Welcome to Bookchat! Where you can talk about anything; books, plays, essays, and audio books. You don’t have to be reading a book to come in, sit down, and chat with us.

Hello all! I hope your Wednesday evening is treating you well.

I have to admit, I’m a bit of a late-comer to Sir Terry. When my brother started pestering the rest of the family about Discworld novels sometime in the early 90’s, it was prime-annoyed-sister time for me to decide that he would not be influencing all of my reading habits and tastes.

I stuck with Anne McCaffrey’s expanding Pern-scape for another half-decade, among other things.

So Pratchett books had to wait until I finished both high school and college and had more (under-paid) time on my hands. And then of course, it was Good Omens and Small Gods I dipped my toes into first, and wow, are those two books hard to follow. Could anything else measure up in quite the same way? I wasn’t sure.

I’ve also never found a library that had a full complement of Pratchett books in either physical books or ebooks, or some combination of the two. If I start something, I want to be able to finish, you know? Anyhow, as the Discworld universe kept expanding, and I kept failing to leave schooling behind (ahem, grad school, way too much grad school), I kept not reading Terry Pratchett books. Oh, I picked up Night Watch and read it at some point and found it funny enough, but not enough to dive further in, I suppose.

Like Douglas Adams, Octavia Butler, Graham Joyce, Kage Baker, and so many other amazing authors, we lost Terry Pratchett way too soon. It’s a bit silly, but now, I suppose I don’t want to come to the end of new-to-me Pratchett books. At this pace, I might retire before I finish all of the Discworld books.

One thing about my current job, there are enough repetitive tasks that listening to audiobooks is an option. So, I’ve listened to Snuff, which broke my heart and then put it mostly back together. I picked up Mort and four other titles in paperback from a thrift store at least five years ago. Still haven’t read them. But Tiffany Aching’s books are my brother’s favorites, so when I recently stumbled across a bundle sale of Pratchett audiobooks that included two of them, I went for it. (Yes, I’m now mature enough to admit my brother has always had very good taste in books and music.)

My audiobook app served up Monstrous Regiment first.

Monstrous Regiment was published in 2003, and therefore pokes fun at: countries that jump to war at slight or made-up provocations, slavish devotion to religion, and objections to women in the military/combat positions — all issues that were front and center in 2003. Among other things. Sir Terry must have written it very quickly in 2003, because there was time in the writing and editing and proofing process to wedge in a direct reference to ‘shock and awe’ somewhere in the first chapters.

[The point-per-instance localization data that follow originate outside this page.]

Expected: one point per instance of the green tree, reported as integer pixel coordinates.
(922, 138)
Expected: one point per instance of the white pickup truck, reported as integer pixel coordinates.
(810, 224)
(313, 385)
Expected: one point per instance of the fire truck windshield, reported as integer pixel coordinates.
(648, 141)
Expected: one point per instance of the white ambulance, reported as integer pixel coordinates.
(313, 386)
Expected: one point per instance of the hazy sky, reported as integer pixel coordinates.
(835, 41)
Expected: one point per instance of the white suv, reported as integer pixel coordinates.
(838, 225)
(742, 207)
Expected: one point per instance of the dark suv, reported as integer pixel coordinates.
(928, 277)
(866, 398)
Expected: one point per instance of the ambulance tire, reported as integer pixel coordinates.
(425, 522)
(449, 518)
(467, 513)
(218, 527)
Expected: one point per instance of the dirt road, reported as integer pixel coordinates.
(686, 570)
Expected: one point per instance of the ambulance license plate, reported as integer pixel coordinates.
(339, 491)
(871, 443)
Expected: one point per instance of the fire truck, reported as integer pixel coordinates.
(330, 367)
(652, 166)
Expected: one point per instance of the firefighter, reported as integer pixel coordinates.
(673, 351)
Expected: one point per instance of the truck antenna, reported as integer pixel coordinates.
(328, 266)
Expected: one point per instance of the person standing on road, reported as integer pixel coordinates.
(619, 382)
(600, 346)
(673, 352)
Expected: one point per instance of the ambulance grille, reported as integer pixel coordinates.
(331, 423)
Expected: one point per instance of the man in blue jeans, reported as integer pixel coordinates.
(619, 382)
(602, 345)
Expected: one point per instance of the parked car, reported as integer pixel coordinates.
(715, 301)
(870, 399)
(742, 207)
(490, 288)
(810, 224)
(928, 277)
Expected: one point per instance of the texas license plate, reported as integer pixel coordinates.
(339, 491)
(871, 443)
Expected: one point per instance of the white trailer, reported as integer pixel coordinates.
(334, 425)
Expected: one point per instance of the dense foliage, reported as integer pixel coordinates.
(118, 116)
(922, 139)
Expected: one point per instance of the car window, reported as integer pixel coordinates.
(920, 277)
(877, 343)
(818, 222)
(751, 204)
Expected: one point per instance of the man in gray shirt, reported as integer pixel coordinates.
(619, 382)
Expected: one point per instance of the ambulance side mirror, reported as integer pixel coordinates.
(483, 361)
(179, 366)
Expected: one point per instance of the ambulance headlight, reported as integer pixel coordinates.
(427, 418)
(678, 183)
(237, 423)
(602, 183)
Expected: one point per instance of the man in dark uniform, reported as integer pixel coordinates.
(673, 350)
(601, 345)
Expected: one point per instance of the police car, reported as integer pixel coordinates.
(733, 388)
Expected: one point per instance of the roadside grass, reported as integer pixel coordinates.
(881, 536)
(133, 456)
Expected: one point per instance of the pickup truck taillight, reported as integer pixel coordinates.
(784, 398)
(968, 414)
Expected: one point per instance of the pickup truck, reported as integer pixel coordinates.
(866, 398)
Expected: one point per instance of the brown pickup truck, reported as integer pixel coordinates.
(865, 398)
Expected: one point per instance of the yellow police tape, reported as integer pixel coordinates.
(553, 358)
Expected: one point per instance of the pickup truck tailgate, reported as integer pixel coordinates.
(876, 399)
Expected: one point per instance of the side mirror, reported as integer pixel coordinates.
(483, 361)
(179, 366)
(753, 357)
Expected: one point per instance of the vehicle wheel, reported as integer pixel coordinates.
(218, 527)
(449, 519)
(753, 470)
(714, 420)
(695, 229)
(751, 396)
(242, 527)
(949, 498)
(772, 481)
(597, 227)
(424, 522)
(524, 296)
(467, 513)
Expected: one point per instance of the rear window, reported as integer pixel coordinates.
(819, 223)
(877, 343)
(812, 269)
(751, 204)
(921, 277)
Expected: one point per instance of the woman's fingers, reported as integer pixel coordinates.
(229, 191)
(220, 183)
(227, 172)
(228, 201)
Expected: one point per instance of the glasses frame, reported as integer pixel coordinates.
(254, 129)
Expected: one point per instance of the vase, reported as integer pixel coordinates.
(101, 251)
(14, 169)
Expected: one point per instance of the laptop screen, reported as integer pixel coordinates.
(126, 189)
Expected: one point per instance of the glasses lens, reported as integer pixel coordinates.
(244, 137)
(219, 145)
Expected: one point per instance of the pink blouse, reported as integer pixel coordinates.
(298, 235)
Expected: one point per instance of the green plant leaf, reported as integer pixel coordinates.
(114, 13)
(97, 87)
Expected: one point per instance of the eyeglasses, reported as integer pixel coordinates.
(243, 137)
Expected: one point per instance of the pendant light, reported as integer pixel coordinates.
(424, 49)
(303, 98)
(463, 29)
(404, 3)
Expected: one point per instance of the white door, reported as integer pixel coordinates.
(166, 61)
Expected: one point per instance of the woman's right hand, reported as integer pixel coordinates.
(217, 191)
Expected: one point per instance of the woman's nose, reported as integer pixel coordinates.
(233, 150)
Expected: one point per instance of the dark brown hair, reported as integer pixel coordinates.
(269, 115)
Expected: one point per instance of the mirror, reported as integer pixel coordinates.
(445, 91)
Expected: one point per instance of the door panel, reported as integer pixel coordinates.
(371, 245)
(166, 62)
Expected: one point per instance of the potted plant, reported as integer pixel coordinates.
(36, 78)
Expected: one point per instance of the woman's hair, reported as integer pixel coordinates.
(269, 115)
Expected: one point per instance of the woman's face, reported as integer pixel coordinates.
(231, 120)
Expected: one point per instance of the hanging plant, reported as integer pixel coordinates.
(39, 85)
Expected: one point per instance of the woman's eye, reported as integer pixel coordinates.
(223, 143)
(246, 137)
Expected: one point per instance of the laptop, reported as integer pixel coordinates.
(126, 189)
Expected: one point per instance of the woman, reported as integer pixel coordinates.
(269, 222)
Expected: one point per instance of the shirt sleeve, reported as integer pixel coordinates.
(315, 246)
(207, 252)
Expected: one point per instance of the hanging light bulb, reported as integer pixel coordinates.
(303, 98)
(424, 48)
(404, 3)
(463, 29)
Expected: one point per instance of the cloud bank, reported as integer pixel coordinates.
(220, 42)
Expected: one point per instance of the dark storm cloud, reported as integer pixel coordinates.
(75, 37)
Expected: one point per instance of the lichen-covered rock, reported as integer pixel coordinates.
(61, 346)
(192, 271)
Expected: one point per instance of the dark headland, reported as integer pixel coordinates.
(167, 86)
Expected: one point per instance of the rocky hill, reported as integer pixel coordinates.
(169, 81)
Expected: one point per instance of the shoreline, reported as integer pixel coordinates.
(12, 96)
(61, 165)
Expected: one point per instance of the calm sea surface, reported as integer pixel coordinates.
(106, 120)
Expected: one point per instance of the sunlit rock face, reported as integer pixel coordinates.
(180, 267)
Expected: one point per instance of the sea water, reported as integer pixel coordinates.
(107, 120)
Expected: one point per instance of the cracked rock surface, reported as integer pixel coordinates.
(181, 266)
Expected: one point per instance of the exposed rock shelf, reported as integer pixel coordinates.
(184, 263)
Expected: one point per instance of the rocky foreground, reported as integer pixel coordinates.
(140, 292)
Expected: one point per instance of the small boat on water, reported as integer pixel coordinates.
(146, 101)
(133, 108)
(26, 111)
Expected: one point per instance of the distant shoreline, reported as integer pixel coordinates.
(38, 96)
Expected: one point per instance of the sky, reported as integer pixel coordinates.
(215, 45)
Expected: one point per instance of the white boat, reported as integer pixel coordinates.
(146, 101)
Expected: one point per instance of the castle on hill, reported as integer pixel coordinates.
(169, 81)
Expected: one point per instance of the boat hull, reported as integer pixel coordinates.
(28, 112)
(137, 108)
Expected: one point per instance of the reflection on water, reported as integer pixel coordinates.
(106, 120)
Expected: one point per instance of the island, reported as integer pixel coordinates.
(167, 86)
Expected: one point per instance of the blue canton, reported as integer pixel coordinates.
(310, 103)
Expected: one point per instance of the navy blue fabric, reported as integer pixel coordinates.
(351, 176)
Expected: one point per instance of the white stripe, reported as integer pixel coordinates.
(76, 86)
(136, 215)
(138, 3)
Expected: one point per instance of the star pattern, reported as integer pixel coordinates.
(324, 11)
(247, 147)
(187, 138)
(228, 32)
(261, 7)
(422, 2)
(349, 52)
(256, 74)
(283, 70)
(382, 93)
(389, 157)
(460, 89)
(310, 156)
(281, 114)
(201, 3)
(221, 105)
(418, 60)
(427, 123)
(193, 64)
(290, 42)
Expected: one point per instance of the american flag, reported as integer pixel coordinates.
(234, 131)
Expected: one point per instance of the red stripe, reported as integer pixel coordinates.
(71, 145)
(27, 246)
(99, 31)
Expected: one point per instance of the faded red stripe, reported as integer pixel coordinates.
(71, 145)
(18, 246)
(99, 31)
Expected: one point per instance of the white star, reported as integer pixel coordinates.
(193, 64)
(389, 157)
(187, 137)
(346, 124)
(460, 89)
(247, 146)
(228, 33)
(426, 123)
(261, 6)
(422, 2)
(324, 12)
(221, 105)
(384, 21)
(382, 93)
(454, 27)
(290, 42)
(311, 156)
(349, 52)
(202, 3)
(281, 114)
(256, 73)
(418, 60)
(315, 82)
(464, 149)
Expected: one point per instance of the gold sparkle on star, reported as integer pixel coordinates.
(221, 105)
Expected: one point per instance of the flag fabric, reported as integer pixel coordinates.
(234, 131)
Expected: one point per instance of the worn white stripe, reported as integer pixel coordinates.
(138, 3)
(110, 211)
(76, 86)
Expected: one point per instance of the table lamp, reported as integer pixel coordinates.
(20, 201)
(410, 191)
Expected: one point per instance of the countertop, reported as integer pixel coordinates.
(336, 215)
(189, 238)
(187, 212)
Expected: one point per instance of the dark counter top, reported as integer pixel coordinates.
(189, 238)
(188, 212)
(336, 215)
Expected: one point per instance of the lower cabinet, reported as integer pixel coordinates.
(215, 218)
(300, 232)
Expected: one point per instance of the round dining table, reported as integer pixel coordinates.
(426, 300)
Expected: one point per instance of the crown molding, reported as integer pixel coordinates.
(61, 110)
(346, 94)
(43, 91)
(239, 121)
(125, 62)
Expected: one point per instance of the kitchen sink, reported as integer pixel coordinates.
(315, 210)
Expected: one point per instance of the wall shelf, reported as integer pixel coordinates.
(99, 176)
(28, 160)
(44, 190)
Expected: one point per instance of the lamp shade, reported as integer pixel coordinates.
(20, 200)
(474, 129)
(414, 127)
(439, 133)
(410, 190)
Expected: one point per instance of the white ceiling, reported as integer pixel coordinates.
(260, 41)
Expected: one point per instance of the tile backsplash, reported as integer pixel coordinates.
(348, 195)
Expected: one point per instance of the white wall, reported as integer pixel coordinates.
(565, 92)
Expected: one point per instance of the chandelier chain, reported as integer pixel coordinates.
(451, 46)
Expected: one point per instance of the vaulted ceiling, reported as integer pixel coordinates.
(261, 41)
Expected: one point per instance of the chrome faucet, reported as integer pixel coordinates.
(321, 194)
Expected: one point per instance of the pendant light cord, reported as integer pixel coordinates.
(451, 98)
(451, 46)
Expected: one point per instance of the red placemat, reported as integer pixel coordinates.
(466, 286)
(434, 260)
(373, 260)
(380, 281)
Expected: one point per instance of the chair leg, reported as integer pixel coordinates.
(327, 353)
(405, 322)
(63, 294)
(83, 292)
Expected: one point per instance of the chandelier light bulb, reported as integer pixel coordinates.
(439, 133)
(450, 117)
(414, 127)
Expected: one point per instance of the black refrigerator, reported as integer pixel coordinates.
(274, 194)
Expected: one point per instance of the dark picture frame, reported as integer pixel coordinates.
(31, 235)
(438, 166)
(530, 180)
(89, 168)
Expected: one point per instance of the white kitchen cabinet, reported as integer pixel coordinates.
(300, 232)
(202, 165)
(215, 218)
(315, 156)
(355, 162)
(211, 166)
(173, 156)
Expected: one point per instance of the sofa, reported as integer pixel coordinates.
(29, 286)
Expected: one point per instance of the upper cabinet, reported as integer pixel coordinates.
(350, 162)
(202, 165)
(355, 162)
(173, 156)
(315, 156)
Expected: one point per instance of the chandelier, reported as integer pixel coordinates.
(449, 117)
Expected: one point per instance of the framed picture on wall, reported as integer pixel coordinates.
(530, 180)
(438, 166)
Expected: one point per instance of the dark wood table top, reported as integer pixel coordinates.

Hat tip to John Knox’s polemic, of similar but far lengthier title, regarding the abomination of rule by the Scots and English queens. Nuggan, Borogravia’s mad, possibly-wandered-off god, still updates the appendix of the Word of Nuggan, with nearly weekly additional abominations. Such as: chocolate, babies, blue skies, beets. And, of course, women running businesses.

Polly Perks runs away from her family’s inn, The Duchess (also the name of Borogravia’s possibly long-deceased, but still nominally in-charge, widowed duchess), to find her brother Paul, who went off to war the previous year and is missing in action. The best way for Polly to find him? Disguise herself as a boy and join up too.

A group of unnaturally eager misfits joins up — the last squad of Borogravian recruits, headed by the pencil-pushing Lieutenant Blouse. Hijinks ensue, Sam Vimes makes several appearances, and Polly Perks finds that maybe, running The Duchess isn’t what she’s meant for after all.

Sergeant Jackrum is icing on the cake.

I’m on to Wee Free Men next...

So, what are you reading? Grab a cuppa, and let’s chat.